The Oregon Legislature passed Senate Bill 744 last year, which mandated that the Oregon Department of Education submit a report assessing the state’s graduation standards by September 1, 2022.
The Oregon Department of Education’s report, which was released on Thursday, contains study findings, recommendations, and eight proposals on what is expected of high school graduates in Oregon.
The Oregon Department of Education investigated graduation criteria in other states and surveyed thousands of Oregonians for the first review of graduation requirements in the state in 15 years. According to the report’s findings, Oregon should alter its graduation standards to make them more equal and in line with what employers and institutions expect of prospective employees and students.
Colt Gill, the director of ODE, stated that the proposals are centered on modifying Oregon’s educational framework in order to better serve students and help them graduate.
“When we put requirements in front of pupils, we know they can meet them. Because we believe that’s what has to be addressed to help our students, to help Oregon’s graduation rates, and to help more students achieve a diploma in Oregon, that’s one of the reasons you see so many of our recommendations focused on the system, Gill said.

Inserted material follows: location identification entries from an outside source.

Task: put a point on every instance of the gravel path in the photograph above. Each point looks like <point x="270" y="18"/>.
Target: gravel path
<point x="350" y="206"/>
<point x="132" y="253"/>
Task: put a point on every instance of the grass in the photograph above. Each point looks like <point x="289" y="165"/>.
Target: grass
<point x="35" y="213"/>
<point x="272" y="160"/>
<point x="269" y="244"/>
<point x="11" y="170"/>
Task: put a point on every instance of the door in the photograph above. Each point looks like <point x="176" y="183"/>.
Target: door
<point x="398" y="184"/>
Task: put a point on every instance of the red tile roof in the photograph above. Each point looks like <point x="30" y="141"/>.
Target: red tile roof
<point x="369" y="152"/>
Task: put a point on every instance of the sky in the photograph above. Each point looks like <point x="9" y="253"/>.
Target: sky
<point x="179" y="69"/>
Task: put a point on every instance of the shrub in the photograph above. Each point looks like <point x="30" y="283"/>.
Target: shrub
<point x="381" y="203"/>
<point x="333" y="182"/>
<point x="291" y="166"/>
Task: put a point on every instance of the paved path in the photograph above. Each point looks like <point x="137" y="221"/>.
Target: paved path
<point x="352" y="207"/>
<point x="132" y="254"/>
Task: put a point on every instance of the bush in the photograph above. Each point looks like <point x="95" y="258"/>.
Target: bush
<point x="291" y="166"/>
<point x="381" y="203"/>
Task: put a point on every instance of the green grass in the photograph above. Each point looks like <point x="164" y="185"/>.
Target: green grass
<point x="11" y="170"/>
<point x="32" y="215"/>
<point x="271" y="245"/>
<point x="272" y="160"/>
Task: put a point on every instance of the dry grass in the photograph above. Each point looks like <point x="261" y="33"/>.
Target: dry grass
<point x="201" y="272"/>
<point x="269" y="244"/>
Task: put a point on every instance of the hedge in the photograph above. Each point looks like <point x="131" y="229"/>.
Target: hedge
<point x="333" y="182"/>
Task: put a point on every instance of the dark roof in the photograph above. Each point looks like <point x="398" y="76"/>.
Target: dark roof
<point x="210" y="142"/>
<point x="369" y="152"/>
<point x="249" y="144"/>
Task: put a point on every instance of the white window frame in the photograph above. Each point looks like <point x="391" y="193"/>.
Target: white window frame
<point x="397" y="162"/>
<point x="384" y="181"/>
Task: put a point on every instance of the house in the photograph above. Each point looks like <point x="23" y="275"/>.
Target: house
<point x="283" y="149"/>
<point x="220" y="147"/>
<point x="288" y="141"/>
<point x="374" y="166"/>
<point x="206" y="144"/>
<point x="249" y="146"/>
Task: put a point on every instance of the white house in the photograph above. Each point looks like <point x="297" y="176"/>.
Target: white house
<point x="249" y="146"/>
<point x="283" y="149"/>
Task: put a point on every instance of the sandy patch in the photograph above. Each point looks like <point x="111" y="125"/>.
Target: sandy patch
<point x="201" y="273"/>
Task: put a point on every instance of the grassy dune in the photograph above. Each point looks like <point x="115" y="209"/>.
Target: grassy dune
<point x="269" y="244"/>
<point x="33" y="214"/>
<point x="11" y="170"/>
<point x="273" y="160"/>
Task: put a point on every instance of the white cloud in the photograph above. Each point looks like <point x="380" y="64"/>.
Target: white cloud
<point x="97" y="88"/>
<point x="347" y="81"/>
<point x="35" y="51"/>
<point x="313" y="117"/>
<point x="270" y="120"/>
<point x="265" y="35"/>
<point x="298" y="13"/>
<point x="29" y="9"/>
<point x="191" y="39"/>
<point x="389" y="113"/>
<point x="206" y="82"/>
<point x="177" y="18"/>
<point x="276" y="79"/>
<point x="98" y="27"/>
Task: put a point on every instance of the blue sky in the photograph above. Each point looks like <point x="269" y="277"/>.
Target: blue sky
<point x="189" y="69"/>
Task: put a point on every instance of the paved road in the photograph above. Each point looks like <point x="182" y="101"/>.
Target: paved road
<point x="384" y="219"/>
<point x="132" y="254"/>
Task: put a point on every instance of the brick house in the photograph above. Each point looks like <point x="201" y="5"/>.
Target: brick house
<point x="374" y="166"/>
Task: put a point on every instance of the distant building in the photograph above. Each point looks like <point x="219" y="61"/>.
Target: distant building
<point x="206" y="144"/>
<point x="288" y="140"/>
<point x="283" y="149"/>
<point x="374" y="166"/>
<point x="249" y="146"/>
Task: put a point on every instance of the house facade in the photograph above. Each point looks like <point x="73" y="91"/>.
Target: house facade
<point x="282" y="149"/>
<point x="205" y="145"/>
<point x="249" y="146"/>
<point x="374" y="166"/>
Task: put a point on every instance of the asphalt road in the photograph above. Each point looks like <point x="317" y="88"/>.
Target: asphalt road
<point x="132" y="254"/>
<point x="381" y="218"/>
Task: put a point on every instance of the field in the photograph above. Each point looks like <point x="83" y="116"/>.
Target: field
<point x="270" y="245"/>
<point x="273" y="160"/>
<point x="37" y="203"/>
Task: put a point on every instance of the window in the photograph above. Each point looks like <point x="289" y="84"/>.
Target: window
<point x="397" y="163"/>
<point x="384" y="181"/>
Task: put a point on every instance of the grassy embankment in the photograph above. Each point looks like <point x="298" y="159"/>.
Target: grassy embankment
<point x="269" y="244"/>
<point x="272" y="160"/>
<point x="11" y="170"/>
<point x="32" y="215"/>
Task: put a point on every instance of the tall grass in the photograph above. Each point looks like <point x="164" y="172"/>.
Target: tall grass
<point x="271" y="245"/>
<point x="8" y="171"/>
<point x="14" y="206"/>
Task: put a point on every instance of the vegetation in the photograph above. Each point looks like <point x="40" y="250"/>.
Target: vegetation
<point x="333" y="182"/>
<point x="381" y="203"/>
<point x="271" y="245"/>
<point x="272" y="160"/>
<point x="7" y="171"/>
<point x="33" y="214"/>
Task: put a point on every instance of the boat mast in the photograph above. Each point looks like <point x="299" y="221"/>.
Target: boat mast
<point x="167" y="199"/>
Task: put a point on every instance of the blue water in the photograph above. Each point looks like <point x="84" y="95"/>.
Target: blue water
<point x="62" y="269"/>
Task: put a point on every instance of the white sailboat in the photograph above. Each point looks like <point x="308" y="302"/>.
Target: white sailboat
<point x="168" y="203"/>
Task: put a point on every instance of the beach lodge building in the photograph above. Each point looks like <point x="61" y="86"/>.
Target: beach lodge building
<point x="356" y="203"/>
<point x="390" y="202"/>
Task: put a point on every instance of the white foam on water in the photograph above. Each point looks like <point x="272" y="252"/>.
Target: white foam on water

However, feedback and statistics gathered for the research indicate that there are disparities in graduating among different student groups, from the diplomas students receive to the way they complete graduation requirements.
The adjustments Oregon has to make, according to Dan Farley, ODE Administrator for Research and Accountability, are systemic and not dependent on the performance of any one student.
The responsibility for meeting our previous graduation standards nearly entirely fell on each student, according to Farley. While graduation really serves as a community indicator and represents students’ access to top-notch learning materials throughout their K–12 education.
Gill stated that ODE’s recommendations, which will be made to legislators and the State Board of Education later this month, were informed by the data gathered for the report.
The Public Opinion
Over the past year, 3500 people, including kids, parents, teachers, and community members, spoke with state officials. State officials also held Zoom sessions and community chats with particular groups in addition to the statewide poll that received the majority of the responses.
Flexibility, the importance of competencies like financial literacy and critical thinking, and the techniques for evaluating students’ knowledge in subjects like arithmetic, reading, and writing are among the themes that the report outlines from the input that was provided.
“The students at my high school weren’t prepared for the real world. Even the basics of resume writing weren’t taught to the students. Internships weren’t offered or directed toward students… One Oregonian who was cited in the article claimed that the school was only concerned with getting students to graduate and was not interested in what would come next.
Access to high-quality education for all pupils, according to Gill, was a recurring theme.
When it comes to meeting the standard, Gill said, “Our students and their families, as well as our educators, weren’t so concerned about where we set the standard; they feel like they can meet it, and the students feel like they can meet it, as long as they have access to an equitable education to help them get there.”